The aim of the present study was to examine the prevalence of low blood pressure in an older population with respect to medication with drugs with potential hypotensive effects. Data from the Kungsholmen Project was used, a population-based study of elderly people aged 75 years and over in Stockholm, Sweden. Among the 1810 participants, 1748 with documentation on blood pressure and drug use were included in the study. Low systolic blood pressure, defined as <125mm Hg, was found in 157 subjects. Low diastolic blood pressure, defined as <65mm Hg, was found in 124 subjects.
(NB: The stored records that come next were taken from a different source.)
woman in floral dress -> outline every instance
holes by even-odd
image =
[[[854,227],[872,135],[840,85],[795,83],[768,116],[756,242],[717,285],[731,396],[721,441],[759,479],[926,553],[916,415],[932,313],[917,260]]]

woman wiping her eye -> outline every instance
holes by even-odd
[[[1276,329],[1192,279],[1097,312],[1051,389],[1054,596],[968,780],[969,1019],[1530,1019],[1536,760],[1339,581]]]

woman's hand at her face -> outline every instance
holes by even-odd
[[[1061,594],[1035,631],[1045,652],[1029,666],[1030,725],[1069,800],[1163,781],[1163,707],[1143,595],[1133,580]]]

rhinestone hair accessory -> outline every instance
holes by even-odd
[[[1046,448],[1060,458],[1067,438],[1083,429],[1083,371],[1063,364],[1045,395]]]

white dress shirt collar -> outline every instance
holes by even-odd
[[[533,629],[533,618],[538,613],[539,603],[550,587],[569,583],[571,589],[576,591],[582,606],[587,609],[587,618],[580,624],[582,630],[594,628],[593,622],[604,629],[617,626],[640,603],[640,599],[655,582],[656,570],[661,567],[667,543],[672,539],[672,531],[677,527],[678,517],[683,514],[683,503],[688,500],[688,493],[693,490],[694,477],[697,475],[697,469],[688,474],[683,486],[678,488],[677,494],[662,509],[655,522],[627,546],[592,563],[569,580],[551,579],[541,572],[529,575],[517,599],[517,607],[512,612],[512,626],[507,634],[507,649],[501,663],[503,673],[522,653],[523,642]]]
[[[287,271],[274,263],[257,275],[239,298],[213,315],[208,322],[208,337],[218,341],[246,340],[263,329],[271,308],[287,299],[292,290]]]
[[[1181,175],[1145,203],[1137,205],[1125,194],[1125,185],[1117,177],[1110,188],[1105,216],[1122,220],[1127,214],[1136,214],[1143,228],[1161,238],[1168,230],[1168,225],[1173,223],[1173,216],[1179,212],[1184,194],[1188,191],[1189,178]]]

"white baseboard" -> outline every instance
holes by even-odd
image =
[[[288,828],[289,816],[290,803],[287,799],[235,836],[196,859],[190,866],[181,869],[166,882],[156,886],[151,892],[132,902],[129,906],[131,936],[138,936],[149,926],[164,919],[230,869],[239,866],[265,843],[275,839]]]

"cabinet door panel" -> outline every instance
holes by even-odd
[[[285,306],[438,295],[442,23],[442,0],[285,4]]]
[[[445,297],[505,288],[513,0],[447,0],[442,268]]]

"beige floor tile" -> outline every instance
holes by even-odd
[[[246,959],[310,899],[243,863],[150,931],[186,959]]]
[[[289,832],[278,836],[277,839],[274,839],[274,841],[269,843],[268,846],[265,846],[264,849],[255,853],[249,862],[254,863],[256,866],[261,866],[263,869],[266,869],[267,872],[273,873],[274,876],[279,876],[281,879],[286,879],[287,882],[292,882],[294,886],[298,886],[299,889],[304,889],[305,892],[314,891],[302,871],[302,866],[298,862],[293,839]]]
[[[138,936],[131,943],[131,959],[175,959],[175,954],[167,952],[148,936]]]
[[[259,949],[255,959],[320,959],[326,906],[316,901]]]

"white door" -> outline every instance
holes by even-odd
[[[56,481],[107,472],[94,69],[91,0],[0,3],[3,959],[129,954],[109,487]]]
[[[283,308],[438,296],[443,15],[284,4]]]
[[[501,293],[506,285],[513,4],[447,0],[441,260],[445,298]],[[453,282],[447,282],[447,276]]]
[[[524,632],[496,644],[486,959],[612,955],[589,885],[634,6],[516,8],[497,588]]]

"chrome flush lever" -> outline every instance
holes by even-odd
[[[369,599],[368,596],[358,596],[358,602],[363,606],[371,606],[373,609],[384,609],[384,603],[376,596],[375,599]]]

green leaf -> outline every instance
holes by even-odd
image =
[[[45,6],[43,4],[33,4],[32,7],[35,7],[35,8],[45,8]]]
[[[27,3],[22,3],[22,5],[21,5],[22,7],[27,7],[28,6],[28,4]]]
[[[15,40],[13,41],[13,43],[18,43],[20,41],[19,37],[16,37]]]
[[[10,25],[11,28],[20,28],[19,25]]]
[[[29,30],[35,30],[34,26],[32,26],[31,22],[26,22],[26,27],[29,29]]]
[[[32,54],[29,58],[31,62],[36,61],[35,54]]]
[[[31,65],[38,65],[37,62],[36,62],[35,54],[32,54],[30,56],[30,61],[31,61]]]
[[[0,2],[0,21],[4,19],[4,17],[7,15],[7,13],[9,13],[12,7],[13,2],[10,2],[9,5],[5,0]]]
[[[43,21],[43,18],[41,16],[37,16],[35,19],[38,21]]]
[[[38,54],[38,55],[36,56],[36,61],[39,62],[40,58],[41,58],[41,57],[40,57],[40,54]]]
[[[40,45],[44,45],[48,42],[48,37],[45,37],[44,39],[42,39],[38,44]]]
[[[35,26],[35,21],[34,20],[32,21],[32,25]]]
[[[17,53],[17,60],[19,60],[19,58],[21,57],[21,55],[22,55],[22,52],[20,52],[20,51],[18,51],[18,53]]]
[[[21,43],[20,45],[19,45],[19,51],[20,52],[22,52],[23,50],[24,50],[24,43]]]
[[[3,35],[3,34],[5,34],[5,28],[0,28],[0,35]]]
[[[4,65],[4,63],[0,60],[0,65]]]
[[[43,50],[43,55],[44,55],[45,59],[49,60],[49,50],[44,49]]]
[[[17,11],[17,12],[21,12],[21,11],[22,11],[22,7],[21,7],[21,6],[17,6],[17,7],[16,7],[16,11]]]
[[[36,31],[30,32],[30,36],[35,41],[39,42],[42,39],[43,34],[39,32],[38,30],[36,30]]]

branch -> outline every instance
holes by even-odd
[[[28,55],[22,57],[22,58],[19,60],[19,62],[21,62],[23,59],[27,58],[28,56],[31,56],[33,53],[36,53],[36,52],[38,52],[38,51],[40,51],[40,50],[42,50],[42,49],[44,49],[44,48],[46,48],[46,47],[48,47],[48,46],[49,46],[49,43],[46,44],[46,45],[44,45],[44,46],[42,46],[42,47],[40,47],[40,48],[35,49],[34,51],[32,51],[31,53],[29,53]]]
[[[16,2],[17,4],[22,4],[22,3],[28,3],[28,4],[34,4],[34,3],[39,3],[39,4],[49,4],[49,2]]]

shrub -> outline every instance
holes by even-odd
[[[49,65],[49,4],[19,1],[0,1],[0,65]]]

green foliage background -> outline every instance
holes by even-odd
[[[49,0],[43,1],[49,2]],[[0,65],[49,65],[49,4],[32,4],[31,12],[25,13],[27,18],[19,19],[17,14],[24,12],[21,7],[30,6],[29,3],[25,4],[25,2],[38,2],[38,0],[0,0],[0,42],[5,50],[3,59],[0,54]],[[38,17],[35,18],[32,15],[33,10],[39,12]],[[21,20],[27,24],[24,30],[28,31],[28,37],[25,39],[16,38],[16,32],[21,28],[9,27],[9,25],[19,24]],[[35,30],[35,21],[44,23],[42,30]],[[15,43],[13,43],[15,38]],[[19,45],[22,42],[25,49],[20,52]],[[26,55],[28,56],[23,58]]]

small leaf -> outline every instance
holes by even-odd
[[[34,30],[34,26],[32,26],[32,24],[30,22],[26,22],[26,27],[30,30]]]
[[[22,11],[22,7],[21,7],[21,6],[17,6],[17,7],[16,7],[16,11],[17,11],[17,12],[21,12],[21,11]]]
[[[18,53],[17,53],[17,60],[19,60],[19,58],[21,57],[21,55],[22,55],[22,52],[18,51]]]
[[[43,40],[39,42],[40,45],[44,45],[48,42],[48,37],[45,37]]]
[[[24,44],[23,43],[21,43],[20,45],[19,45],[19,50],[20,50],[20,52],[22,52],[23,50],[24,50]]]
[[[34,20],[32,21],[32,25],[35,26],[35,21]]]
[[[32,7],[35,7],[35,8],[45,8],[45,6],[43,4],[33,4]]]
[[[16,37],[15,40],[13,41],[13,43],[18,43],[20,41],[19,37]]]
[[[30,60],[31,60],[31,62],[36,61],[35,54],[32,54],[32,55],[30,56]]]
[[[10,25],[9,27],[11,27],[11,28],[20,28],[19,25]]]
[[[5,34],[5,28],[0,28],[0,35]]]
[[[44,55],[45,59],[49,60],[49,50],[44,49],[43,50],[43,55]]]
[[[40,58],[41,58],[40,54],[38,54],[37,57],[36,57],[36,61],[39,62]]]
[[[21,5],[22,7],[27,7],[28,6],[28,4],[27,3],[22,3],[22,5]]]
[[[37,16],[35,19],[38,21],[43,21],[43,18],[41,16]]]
The association between drug use and low blood pressure was examined for drugs with known potential hypotensive effects (sympatholytic drugs, diuretics, beta-receptor blocking drugs, calcium antagonists, angiotensin-converting enzyme inhibiting drugs, nitrates, antiparkinsonian drugs, neuroleptics, anxiolytics, sedatives-hypnotics and antidepressant drugs) in a logistic regression model controlling for the possible confounders age, gender, housing, dementia status, cardiovascular disease, body mass index and dehydration. The use of potassium-sparing diuretics, dopaminergic antiparkinsonian drugs and neuroleptics showed a significant association with low systolic blood pressure. Dopaminergic antiparkinsonian drugs were significantly associated with low diastolic blood pressure. This may imply a risk in the elderly, where some of these drugs are commonly used, considering results from previous studies suggesting that low blood pressure may cause, for example, falls and fractures, accelerated dementia, myocardial ischaemia, cerebral ischaemia, and increased mortality in this age group.